With Gergiev coming to the Barbican, and the young German-trained Russian, Vladimir Jurowski, taking over at the London Philharmonic, English musical life can look forward with a measure of confidence. In Chicago, meanwhile, they mull over the likes of Riccardo Muti, late of La Scala, a man who spent ten less than glorious years in Philadelphia two decades ago. To appoint ‘Il Duce’ would be faute de mieux, so they may be right in ploughing on with Haitink, and planning a more orderly succession.

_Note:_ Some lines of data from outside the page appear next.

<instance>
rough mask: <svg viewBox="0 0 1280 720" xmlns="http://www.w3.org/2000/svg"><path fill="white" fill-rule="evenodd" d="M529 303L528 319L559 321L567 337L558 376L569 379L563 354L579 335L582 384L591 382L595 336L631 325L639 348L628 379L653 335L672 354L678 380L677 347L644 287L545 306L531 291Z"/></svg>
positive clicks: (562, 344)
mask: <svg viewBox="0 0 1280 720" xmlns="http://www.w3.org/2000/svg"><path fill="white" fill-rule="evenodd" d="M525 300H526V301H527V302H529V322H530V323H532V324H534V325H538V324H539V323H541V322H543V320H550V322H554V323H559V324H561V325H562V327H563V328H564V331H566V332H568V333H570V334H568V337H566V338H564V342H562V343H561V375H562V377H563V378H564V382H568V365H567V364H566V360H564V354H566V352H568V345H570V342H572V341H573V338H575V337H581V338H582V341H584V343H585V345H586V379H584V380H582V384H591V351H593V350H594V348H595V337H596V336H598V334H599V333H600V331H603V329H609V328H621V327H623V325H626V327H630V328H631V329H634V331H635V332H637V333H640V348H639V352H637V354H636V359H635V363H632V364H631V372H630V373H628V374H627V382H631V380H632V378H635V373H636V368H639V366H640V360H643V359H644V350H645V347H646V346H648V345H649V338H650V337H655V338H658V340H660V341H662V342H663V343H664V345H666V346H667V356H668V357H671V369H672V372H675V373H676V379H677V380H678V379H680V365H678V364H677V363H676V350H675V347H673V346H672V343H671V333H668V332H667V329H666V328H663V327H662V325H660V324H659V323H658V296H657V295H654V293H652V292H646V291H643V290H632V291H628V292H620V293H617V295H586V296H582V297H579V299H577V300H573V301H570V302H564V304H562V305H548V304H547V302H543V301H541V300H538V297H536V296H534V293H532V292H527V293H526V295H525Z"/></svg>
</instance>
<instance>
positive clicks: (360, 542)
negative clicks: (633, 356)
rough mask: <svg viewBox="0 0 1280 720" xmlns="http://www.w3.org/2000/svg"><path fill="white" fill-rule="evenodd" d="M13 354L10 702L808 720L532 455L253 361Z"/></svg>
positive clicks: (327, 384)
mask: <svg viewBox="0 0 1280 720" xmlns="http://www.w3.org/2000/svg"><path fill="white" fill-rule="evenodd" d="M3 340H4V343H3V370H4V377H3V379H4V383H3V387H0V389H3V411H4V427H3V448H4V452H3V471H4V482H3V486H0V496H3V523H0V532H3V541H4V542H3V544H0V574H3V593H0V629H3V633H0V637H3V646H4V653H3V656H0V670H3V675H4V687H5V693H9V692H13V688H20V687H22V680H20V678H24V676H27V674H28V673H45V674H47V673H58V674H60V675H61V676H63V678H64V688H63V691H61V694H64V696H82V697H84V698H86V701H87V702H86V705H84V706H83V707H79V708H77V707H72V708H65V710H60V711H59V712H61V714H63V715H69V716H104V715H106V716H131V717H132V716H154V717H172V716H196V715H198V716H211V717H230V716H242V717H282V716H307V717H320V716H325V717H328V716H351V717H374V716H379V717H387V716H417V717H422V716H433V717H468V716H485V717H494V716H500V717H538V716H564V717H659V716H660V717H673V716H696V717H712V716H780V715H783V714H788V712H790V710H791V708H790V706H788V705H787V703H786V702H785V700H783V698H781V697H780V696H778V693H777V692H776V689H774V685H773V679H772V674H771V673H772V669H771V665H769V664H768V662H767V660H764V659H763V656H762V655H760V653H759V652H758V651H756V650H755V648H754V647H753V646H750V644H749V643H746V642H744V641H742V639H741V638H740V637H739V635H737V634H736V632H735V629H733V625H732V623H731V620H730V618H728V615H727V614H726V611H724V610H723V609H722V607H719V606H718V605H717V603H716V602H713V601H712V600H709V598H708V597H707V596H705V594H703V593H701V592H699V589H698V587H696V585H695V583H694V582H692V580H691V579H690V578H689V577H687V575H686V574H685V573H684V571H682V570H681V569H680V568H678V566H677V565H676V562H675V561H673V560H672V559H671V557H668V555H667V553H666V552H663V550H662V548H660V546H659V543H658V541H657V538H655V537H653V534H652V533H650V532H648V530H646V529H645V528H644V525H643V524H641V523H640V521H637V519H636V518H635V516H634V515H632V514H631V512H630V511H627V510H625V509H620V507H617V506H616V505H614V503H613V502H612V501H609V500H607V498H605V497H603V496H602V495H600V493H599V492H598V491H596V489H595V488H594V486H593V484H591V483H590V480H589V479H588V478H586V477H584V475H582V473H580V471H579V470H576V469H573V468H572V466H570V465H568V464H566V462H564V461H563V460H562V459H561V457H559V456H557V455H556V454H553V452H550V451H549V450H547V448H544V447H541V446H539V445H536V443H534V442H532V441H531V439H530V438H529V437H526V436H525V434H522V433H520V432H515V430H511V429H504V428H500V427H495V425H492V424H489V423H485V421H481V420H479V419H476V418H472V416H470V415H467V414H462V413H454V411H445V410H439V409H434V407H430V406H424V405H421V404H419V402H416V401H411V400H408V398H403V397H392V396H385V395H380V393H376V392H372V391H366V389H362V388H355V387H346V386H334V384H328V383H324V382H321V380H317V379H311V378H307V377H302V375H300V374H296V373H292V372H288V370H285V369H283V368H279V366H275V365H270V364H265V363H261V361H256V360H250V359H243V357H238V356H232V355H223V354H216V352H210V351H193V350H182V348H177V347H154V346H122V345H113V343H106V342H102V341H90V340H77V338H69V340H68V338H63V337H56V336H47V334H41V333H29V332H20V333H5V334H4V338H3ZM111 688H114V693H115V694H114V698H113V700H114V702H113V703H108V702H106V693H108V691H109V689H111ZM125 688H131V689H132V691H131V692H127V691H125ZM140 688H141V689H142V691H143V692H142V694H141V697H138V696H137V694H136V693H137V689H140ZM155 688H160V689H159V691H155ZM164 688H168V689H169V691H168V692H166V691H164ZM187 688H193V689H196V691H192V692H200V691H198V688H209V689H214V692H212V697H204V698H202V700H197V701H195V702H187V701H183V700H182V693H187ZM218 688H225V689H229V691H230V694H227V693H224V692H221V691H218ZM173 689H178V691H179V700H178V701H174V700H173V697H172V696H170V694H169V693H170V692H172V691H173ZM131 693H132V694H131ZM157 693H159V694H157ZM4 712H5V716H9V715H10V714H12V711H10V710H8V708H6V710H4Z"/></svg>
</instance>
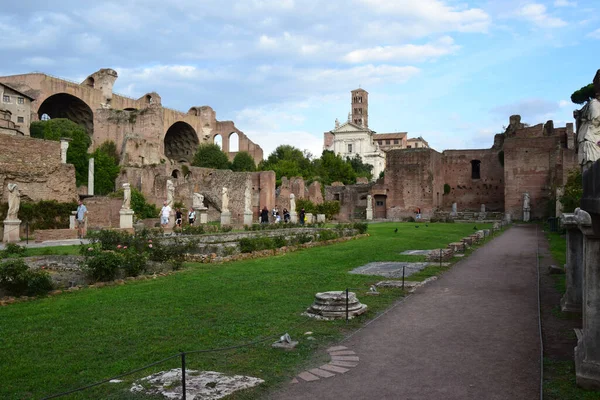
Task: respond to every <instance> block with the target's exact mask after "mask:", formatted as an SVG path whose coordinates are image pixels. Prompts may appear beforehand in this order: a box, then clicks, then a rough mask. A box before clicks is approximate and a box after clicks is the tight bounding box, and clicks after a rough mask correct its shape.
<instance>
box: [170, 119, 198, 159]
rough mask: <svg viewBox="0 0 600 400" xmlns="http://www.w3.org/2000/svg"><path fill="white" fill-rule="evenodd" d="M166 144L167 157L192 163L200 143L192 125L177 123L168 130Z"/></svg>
mask: <svg viewBox="0 0 600 400" xmlns="http://www.w3.org/2000/svg"><path fill="white" fill-rule="evenodd" d="M164 144H165V156H167V157H168V158H171V159H173V160H176V161H179V162H191V161H192V160H193V159H194V154H195V153H196V150H197V149H198V145H199V144H200V143H199V141H198V135H197V134H196V131H195V130H194V128H192V126H191V125H190V124H188V123H186V122H183V121H177V122H175V123H174V124H173V125H171V126H170V127H169V129H168V130H167V133H166V135H165V140H164Z"/></svg>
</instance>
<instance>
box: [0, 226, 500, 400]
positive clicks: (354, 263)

Should they restrict their search to America, they will surely head west. The most interesting American orchestra right now is the San Francisco Symphony, where Michael Tilson Thomas, one of Bernstein’s protégés, and Sir Colin Davis’s predecessor at the LSO, has blossomed. But Davies Symphony Hall is a good home, the audiences are loyal and attentive, and the Bay Area is a terrific place to live and work. He has no compelling reason to leave. In Minnesota the highly regarded Finn, Osmo Vanska, has made a good start but it remains a start. Like Tilson Thomas, he is unlikely to jump ship. When Esa-Pekka Salonen leaves Los Angeles he is likely to return to Europe.

The world has changed. The ‘Big Five’ remain famous repositories of the great tradition but there is another orchestral map of the United States, one that links San Francisco and Los Angeles to Minnesota, St Louis and even unfashionable Baltimore, where Marin Alsop begins her directorship next year. These are the places where American musical life is gaining strength, and why not? Look at what Rattle did in Brum, and Jansons in Oslo. Hear the difference Mark Elder has made in Manchester. It can be done.

So it really is the end of an era. Kubelik, Reiner, Solti, Barenboim: half a century of distinguished music-making by Lake Michigan. And all to play for, as a great orchestra ponders its future.